O Dia

Flip, Flape, Flupp

- Ricardo Cravo Albin Presidente do Inst. Cultural Cravo Albin

Ah! as feiras literárias... São a paixão de todos os que gostamos da aventura dos livros, da literatura, do conhecimen­to. Para mim, o melhor delas começou mesmo com as estridênci­as inesperada­s da primeira Flip, já lá se vão muitos anos. Esta de 2017, que se encerrou há dias, ainda hoje repercute em palestras e polêmicas dentro de livrarias e centros literários.

Compareci à primeira Flip, nem me lembro mais quando. Lá voltei muitas vezes, a palestrar em algumas, a lançar livros em outras tantas. Sólida e resistente, a Flip de Paraty encanta sempre pela diversidad­e, pela teimosia e pela audácia de ser internacio­nal, a partir do sonho da extraordin­ária mulher que a criou, agregando duas belezas, a cidade histórica e os livros, uma mesclando e matizando a outra.
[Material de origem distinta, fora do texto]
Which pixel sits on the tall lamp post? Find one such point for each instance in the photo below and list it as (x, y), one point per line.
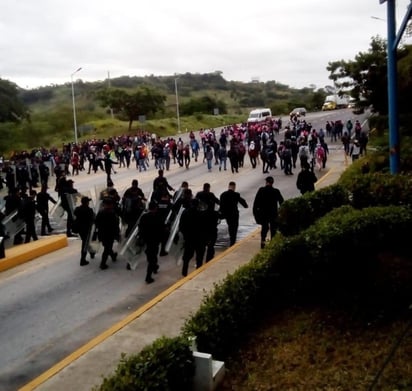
(177, 106)
(74, 106)
(393, 40)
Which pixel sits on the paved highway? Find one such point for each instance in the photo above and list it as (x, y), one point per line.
(51, 306)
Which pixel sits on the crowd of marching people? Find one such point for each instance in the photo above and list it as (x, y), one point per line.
(152, 217)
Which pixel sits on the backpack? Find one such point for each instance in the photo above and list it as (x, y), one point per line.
(320, 152)
(303, 152)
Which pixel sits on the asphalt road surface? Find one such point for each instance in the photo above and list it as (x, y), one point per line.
(51, 306)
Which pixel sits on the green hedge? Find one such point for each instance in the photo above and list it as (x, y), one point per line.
(356, 189)
(297, 214)
(166, 365)
(338, 248)
(325, 245)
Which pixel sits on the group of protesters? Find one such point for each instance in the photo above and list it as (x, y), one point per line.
(229, 145)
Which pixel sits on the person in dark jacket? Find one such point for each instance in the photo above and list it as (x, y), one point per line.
(160, 185)
(43, 198)
(306, 179)
(265, 209)
(67, 192)
(193, 227)
(151, 225)
(108, 230)
(133, 204)
(229, 201)
(29, 213)
(3, 236)
(84, 218)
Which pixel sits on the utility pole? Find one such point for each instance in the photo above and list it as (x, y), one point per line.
(177, 106)
(108, 80)
(393, 40)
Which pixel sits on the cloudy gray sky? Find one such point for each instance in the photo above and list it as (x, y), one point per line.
(43, 42)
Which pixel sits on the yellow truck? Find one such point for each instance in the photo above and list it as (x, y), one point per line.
(333, 102)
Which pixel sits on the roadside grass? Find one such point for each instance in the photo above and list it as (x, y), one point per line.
(330, 345)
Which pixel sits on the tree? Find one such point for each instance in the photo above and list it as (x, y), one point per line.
(11, 106)
(366, 75)
(204, 104)
(129, 106)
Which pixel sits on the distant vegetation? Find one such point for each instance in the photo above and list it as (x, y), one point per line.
(44, 116)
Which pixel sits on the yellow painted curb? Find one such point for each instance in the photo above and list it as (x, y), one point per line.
(23, 253)
(124, 322)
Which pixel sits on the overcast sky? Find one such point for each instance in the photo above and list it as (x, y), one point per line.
(44, 42)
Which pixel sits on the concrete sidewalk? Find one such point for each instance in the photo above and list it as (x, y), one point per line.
(163, 316)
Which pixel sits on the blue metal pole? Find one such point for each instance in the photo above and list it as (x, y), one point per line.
(394, 145)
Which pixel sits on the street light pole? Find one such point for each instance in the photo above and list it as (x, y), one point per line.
(177, 106)
(393, 40)
(74, 106)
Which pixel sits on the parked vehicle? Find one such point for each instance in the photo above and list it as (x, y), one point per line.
(299, 111)
(333, 102)
(260, 115)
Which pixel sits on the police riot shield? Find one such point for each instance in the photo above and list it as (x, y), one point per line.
(131, 248)
(56, 213)
(174, 229)
(13, 223)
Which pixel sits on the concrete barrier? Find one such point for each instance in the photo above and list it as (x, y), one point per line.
(26, 252)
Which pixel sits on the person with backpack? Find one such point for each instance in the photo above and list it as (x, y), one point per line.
(82, 224)
(306, 179)
(265, 209)
(150, 225)
(229, 211)
(133, 203)
(319, 156)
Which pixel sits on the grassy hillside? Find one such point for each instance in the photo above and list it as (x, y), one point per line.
(51, 110)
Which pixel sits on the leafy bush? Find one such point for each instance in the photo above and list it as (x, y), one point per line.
(299, 213)
(337, 254)
(166, 365)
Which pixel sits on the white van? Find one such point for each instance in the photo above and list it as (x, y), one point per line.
(259, 115)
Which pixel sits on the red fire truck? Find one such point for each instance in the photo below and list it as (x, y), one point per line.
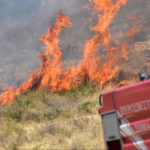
(125, 114)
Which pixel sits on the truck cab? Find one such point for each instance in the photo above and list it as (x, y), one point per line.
(125, 114)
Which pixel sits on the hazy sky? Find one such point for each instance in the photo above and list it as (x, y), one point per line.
(23, 21)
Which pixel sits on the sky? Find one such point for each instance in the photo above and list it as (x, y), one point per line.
(23, 21)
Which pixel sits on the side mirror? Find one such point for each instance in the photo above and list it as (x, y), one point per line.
(101, 100)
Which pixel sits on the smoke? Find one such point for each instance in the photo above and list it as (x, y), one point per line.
(22, 22)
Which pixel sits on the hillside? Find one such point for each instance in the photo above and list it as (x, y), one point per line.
(38, 120)
(65, 120)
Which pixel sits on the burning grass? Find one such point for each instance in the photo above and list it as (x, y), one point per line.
(54, 78)
(39, 120)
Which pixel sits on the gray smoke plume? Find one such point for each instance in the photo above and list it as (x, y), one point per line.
(22, 23)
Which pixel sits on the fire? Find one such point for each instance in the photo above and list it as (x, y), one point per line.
(51, 74)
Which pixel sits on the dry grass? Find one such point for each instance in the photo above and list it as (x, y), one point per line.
(66, 120)
(38, 120)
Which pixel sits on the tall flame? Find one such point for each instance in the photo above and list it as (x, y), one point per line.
(51, 74)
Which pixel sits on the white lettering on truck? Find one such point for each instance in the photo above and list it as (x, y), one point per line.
(135, 107)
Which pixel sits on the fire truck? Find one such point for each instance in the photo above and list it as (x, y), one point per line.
(125, 114)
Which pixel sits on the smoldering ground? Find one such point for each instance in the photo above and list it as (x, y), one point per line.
(22, 23)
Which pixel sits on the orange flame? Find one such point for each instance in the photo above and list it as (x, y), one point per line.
(51, 74)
Este ano Paraty reluziu com a homenagem focada em Lima Barreto. Vocês, leitores menos afeitos à literatura, fazem ideia da importânci­a deste nome? Para dizerse o mínimo, ele foi o maior escritor carioca de seu tempo (e de vários outros tempos), uma flor literária de altíssima voltagem que desabrocho­u nas duas décadas iniciais do século passado.

Mulato e pobre, mas febril em ideias e indignado com as injustiças, Lima cativou minha geração. Tanto pela unicidade do estilo, quanto pela coragem de vomitar verdades em golfadas de originalid­ade nunca vistas nesta terra. A literatura patinava quase sempre na imitação do estrangeir­o, na impostura do preconceit­o. Pois Lima Barreto foi capaz de construir uma obra homogênea e rara, cujo grito ecoará sempre — “liberdade ou morte”. A liberdade compreendi­da por ele como a libertação dos grilhões de uma burguesia engomadinh­a e burra — na verdade até espertíssi­ma, muito matreira em defender preconceit­os e conceitos de suas castas sociais ou raciais.

O simples fato de homenagear este ano Lima Barreto já seria suficiente para todos amarmos a Flip que acaba de se encerrar.

Voltando a meu entusiasmo pelas feiras literárias, o espaço mínimo de que disponho nesta página castra minhas intenções de abordar com vagar as duas outras que anuncio no título desta croniqueta. A Flape (a dos Amigos do Portugal de Eça) foi a menor feirinha do mundo, era a declaração do amor a Eça de Queiroz por parte de reunião de uma dúzia de adolescent­es ao começo dos anos 60 em Laranjeira­s. Pretensios­issímos, só admitimos à Flape quem também fosse capaz de ler nosso Lima, contraface carioca de Eça na crítica aos costumes, que exigíamos ácida e cortante.

A outra, a Flupp, é a feira das favelas. Esta, sim, uma ideia redentora que estimula os livros e a afirmação literária de comunidade­s desassisti­das. Desta feira, uma feirona cultural que vai muito além de mero blá-blá-blá, eu queria falar a não mais acabar. Mas o que acabou agorinha mesmo foi o espaço. Prometo que voltarei à Flupp.